Ideal abstraction: 
--The user specifies some "frequency" (in seconds, examples, batches, or epochs) at which certain metrics are calculated (can use different units, freqs). 
--Metrics can be built-in or custom (user provides a func for calculating them, given a model and DataLoader) 
--Everything else (printing, logging to TB, checkpointing, etc.) operates over this metrics dict
--For checkpointing, the user can specify which metric to use and whether to min or max it.

full name of metrics is split/metric (e.g., valid/accuracy)
split is assumed based on which logger is being used, assumed to be valid for checkpointer
    but you can explicitly indicate otherwise if you'd like!

all metrics (standard and custom) are dumped to metrics_dict
all metrics values are pulled from metrics_dict
report all custom metrics, only report standard metrics that are explicitly requested

Train loss gets reported continuously with tqdm progress bar?

In [1]:
%load_ext autoreload
%autoreload 2
%matplotlib inline

The autoreload extension is already loaded.
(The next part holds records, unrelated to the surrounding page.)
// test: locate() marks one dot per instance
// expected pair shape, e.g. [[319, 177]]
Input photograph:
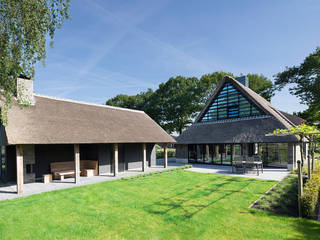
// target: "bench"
[[60, 170]]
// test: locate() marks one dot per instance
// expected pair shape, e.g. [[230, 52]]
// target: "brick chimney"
[[25, 90]]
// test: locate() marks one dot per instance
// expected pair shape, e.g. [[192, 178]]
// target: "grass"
[[282, 199], [172, 205]]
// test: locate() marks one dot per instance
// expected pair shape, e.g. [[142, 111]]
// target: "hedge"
[[310, 197]]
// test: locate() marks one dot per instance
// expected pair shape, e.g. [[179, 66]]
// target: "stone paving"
[[268, 173], [9, 191]]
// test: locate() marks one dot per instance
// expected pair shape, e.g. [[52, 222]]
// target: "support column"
[[144, 156], [19, 156], [165, 157], [76, 163], [115, 159]]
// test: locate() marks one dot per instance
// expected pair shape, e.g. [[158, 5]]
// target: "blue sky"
[[111, 47]]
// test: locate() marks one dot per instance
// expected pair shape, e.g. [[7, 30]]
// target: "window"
[[30, 168], [230, 103]]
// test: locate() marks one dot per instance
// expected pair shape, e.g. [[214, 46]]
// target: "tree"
[[304, 83], [24, 27], [175, 103], [305, 132], [258, 83], [261, 85], [311, 115], [134, 102]]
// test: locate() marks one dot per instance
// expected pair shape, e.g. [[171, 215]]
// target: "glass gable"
[[230, 103]]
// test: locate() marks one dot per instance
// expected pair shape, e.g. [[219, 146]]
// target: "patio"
[[9, 190]]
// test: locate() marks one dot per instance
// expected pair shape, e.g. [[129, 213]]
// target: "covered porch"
[[32, 163], [9, 190]]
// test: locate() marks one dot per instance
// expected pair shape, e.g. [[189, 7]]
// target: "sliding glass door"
[[227, 154], [213, 153]]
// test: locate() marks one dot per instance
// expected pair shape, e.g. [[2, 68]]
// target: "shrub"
[[310, 197], [282, 198]]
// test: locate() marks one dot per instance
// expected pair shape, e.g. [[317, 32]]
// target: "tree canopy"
[[24, 28], [304, 82], [176, 102]]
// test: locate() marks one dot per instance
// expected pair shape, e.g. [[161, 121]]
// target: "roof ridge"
[[269, 107], [265, 105], [89, 104]]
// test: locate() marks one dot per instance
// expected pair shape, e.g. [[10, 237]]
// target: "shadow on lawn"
[[310, 229], [181, 205]]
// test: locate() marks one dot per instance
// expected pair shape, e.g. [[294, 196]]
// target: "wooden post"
[[115, 159], [312, 153], [165, 156], [19, 156], [300, 186], [76, 163], [144, 156]]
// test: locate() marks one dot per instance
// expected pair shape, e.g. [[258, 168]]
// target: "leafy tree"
[[304, 132], [311, 115], [209, 82], [24, 27], [261, 85], [304, 80], [134, 102], [258, 83], [175, 102]]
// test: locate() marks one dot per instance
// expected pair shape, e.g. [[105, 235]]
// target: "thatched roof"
[[242, 130], [57, 121]]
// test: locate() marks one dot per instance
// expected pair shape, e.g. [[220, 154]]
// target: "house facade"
[[59, 130], [236, 121]]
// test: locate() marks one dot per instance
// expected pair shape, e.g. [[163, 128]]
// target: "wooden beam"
[[165, 157], [115, 158], [76, 163], [144, 157], [19, 156]]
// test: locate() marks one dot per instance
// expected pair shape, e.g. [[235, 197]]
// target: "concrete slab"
[[9, 191], [268, 173]]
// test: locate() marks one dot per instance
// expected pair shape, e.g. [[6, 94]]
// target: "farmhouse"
[[235, 122], [70, 137]]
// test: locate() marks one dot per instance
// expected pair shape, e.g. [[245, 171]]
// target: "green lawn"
[[173, 205]]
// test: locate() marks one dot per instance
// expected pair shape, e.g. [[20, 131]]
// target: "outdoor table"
[[257, 164]]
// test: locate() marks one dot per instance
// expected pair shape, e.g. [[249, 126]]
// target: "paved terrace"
[[8, 191], [276, 174]]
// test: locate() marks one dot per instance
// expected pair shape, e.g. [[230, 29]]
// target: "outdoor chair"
[[238, 164], [258, 160], [249, 163]]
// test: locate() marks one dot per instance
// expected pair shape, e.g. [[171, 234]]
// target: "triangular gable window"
[[230, 103]]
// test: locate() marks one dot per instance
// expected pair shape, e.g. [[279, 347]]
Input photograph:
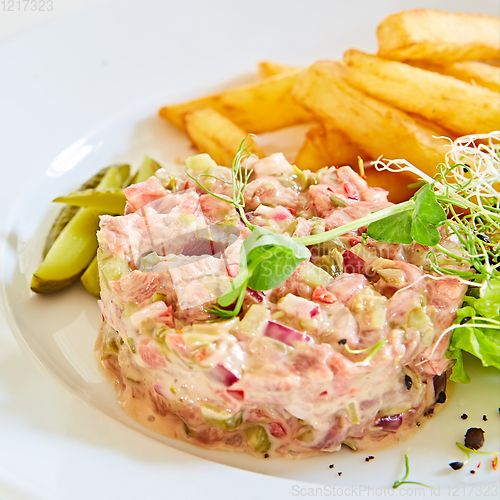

To reload it, use:
  %reload_ext autoreload


In [2]:
from synthetic.generate import singletask_synthetic

n = 10000
m = 10
k = 2
D, L, X, Y, _ = singletask_synthetic(n, m, k)
    
from metal.utils import split_data
Xs, Ys, Ls, Ds = split_data(X, Y, L, D, splits=[0.8, 0.1, 0.1], stratify_by=Y, seed=123)    

In [3]:
from metal.label_model.baselines import MajorityLabelVoter

mv = MajorityLabelVoter(seed=123)

Y_train_ps = mv.predict_proba(Ls[0])
# scores = mv.score((Ls[1], Ys[1]), metric=['precision', 'recall', 'f1'])

In [4]:
def extract_lr(model, dataloader):
    return {'lr': model.optimizer.param_groups[0]['lr']}

In [18]:
from metal.end_model import EndModel

end_model = EndModel([1000,10,2])
end_model.train_model(
    (Xs[0], Y_train_ps), 
    valid_data=(Xs[1], Ys[1]), 
    l2=0.01, 
    batch_size=16, 
    n_epochs=5, 
    progress_bar=False,
    writer=None,
    checkpoint=True,
#     checkpoint_metric="train/loss",
#     checkpoint_metric_mode="min",
#     checkpoint_runway=3,
    log_unit='epochs',
    log_train_metrics=['train/loss'],
    log_train_metrics_func=extract_lr,
    log_valid_metrics=['accuracy','precision'],
    log_train_every=1,
    log_valid_every=1,
)


Network architecture:
Sequential(
  (0): IdentityModule()
  (1): Sequential(
    (0): Linear(in_features=1000, out_features=10, bias=True)
    (1): ReLU()
  )
  (2): Linear(in_features=10, out_features=2, bias=True)
)

No checkpoints will be saved in the first checkpoint_runway=3 iterations.
[1 epo]: TRAIN: [loss=0.165, lr=0.010] VALID: [accuracy=0.989, precision=0.982]
[2 epo]: TRAIN: [loss=0.150, lr=0.010] VALID: [accuracy=0.992, precision=1.000]
[3 epo]: TRAIN: [loss=0.146, lr=0.010] VALID: [accuracy=0.993, precision=0.996]
Saving model at iteration 3 with best score 0.146
Saving model at iteration 3 with best score 0.083
Saving model at iteration 3 with best score 0.082
[4 epo]: TRAIN: [loss=0.147, lr=0.010] VALID: [accuracy=0.990, precision=0.988]
[5 epo]: TRAIN: [loss=0.145, lr=0.010] VALID: [accuracy=0.996, precision=1.000]
Restoring best model from iteration 3 with score 0.082
Finished Training
Accuracy: 0.992
        y=1    y=2   
 l=1    488     3    
 l=2     5     504   


In [6]:
split_metric = "valid/foo/bar"
split_metric.split("/", 1)


['valid', 'foo/bar']